Azure Databricks with Azure Key Vaults

Why?
While connecting to any output storage/systems from Databricks we need to provide user ids/passwords or access keys. These secrets are in clear texts and whoever is having the Databricks workspace access, can see these!

Few examples below –
- Connection setting to Azure Blob Storage
%scala
spark.conf.set(“fs.azure.account.key.<storage_account>.blob.core.windows.net”, “<storage_account_access_key in clear text>”)
2. Connection setting to Azure SQL DW
%scala
val df = spark.read
.format(“com.databricks.spark.sqldw”)
.option(“url”, “jdbc:sqlserver://<server-name>:1433;database=<database_name>;user=<user>;password=<password in clear text>;encrypt=true;trustServerCertificate=false;hostNameInCertificate=*.database.windows.net;loginTimeout=30;”)
.option(“tempdir”, “wasbs://<container>@<storage_account>.blob.core.windows.net/<container>”)
.option(“forward_spark_azure_storage_credentials”, “true”)
.option(“query”, “SELECT * FROM MyTable WHERE PrimaryKey = 123456”)
.load()
What is the Solution?
There are couple of solutions:
- Create a secret in a Databricks-backed scope
Refer: https://docs.azuredatabricks.net/user-guide/secrets/secrets.html for further details.
2. Create a secret in an Azure Key Vault-backed scope
Azure Key Vault integration with Azure Databricks is in preview mode at the time of this writing.
Step 1: Create a new Key Vault



Step 2: Create a Secret


Step 3: Create a Secret Scope at Databricks
Open the Databricks Create Secret Scope link: https://<Databricks link>#secrets/createScope

Azure Databricks is now linked with the Azure Key Vault!
Step 4: Use the Secrets from Azure Databricks
We can access the secret value from Azure Key Vault by using the following:
dbutils.secrets.get(scope = “my-azure-key-vault-scope”, key = “MySecret”)
So, the connections to the external systems can be changed as follows:
- Azure Blob Storage:
%scala
spark.conf.set(“fs.azure.account.key.<storage_account>.blob.core.windows.net”, dbutils.secrets.get(scope = “my-azure-key-vault-scope”, key = “secret-access-key”))
2. Azure SQL Data Warehouse:
%scala
val df = spark.read
.format(“com.databricks.spark.sqldw”)
.option(“url”, s”””jdbc:sqlserver://<server-name>:1433;database=<database_name>;user=${dbutils.secrets.get(scope = “my-azure-key-vault-scope”, key = “username”)};password=${dbutils.secrets.get(scope = “my-azure-key-vault-scope”, key = “MySecret”)};encrypt=true;trustServerCertificate=false;hostNameInCertificate=*.database.windows.net;loginTimeout=30;”””)
.option(“tempdir”, “wasbs://<container>@<storage_account>.blob.core.windows.net/<container>”)
.option(“forward_spark_azure_storage_credentials”, “true”)
.option(“query”, “SELECT * FROM MyTable WHERE PrimaryKey = 123456”)
.load()
Now, users having access to Databricks notebooks can only see the Azure Key Vault secret names but not the actual secrets! They can only use it to access the external system from other notebooks. Databricks blocks printing the actual value in notebook execution output.

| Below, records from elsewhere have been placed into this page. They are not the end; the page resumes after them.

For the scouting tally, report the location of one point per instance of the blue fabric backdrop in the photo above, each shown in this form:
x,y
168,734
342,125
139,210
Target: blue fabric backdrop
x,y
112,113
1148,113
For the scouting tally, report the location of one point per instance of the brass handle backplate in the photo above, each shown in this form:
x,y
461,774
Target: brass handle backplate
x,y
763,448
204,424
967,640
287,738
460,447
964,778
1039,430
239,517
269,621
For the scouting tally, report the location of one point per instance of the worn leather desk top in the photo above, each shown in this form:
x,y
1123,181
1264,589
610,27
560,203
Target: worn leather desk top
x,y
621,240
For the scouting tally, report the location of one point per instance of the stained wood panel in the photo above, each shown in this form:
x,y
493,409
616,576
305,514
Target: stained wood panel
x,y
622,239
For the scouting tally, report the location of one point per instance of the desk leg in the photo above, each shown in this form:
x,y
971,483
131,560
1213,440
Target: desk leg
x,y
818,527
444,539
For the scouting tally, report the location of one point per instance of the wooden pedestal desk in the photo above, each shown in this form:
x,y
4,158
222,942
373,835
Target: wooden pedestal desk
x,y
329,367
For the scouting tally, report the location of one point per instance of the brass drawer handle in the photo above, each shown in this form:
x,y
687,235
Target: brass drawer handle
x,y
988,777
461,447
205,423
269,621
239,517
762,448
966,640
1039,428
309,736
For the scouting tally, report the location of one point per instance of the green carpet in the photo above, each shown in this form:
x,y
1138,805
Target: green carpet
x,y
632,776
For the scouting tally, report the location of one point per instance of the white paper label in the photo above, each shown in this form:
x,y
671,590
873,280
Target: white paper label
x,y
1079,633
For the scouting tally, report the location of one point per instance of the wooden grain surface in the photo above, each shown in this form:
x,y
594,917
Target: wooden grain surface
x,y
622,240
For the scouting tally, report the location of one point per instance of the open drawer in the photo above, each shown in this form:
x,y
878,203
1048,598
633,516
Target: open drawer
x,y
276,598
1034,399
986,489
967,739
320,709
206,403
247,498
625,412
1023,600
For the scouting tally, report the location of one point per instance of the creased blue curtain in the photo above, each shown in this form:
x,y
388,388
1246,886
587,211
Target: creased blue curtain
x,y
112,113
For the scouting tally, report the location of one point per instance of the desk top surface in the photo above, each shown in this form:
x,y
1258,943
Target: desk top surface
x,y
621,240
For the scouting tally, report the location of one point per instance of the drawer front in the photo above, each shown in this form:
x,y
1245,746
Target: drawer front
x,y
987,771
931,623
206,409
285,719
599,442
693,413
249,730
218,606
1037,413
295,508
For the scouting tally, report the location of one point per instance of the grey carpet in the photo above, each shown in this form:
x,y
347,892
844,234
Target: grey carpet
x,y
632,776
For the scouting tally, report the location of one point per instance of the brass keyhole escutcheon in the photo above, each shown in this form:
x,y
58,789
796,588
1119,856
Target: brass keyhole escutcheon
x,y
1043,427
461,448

If we want to apply role based access control to restrict read/access a notebook at all, we should follow: https://docs.microsoft.com/en-us/azure/role-based-access-control/role-assignments-portal
That’s all?
Wait! Databricks maintains revision history. So, we need to clean this up to remove any trace of passwords. Take some care, as this could remove any important version changes.
If we have already integrated Git with Databricks, we need to remove passwords/access keys from our the version management system as well.

Cautions
Azure Key Vault comes with some extra cost, for details follow: https://azure.microsoft.com/en-us/pricing/details/key-vault/
Update — 25th June 2020
Never pass the secrets to another notebook; fetch & use them locally!


The clear text parameters can be retrieved from the job execution history.